Protest against the president of Ivory Coast has resulted in the deaths of civilians and the injury of many more. Security forces fired live bullets into crowds of thousands of protesters on Friday.
The Associated Press gathered that three people were killed and more than a dozen injured, after police opened fire on demonstrators.
Unrest began in the country on Thursday, February 17 when the president, Mr Gbagbo dissolved the government and the electoral commission following a row over voter registration.
The opposition says most of the people who were disqualified by the election commission were from ethnic groups in the north of the country, who were unlikely to support Mr Gbagbo in any vote.
The president said he disbanded the election commission, because its director, Mr.

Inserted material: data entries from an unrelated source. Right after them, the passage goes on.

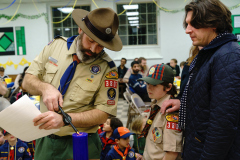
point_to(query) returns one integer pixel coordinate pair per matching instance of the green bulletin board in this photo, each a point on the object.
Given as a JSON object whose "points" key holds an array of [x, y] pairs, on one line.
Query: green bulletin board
{"points": [[20, 39], [7, 41], [236, 26]]}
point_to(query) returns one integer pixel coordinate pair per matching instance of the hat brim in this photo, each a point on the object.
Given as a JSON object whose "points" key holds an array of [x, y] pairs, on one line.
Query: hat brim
{"points": [[151, 81], [126, 135], [115, 44]]}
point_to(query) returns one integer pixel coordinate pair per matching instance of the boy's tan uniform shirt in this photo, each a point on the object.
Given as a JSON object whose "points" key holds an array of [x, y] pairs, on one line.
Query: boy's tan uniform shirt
{"points": [[87, 89], [166, 139]]}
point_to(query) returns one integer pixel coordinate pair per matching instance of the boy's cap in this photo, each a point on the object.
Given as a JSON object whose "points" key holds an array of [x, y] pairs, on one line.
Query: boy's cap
{"points": [[158, 74], [121, 132]]}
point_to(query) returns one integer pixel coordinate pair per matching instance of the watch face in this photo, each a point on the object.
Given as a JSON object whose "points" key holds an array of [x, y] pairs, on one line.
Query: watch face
{"points": [[67, 119]]}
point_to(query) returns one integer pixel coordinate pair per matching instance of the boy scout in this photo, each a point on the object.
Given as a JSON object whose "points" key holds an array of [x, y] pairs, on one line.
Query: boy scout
{"points": [[122, 150], [163, 138], [92, 94], [14, 149]]}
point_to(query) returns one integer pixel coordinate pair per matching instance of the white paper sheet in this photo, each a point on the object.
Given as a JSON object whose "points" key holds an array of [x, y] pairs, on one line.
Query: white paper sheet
{"points": [[17, 119]]}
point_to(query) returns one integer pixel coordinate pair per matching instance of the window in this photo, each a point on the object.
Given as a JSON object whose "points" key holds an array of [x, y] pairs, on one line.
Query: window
{"points": [[138, 25], [68, 27]]}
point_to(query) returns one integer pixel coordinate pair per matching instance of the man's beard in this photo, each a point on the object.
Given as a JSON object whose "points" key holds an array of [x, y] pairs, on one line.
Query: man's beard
{"points": [[135, 71], [81, 51], [143, 67]]}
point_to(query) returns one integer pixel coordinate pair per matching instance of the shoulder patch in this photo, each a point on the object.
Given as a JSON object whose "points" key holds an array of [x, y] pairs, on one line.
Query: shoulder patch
{"points": [[172, 117], [111, 64], [112, 75]]}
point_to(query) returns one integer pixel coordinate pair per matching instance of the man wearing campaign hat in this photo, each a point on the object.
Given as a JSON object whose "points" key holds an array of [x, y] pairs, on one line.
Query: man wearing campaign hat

Robert Beugre Mambe, a member of an opposition party, had been running an illegal operation.
There are reports of demonstration against the government across several cities in the country.
Prime Minister Guillaume Soro, the leader of the ex-rebels, suspended judicial rulings on voter-enrollment because of the rising tensions. He was expected to form a new government by Saturday, nearly a week after a deadline from the President, for him “to put forward, by Monday, the format of a new, credible electoral commission who can organise”, ended.
Ivory Coast is under increasing international pressure to restart an electoral process that is meant to end a crisis sparked by a civil war in 2002 and 2003.
The opposition accuse the president of stalling on presidential elections, which have been delayed every year since 2005, would not accept any posts until the electoral commission is re-established.
Elections, last scheduled for 29 November 2009, have been postponed six times. And animosity between ethnic groups in western Ivory Coast continues to have a devastating impact on the local economy, nearly a year and a half after a military rebellion threw the country into crisis.
Although there is growing political tension in the Ivory Coast, the country’s cocoa deliveries have not been seriously disrupted.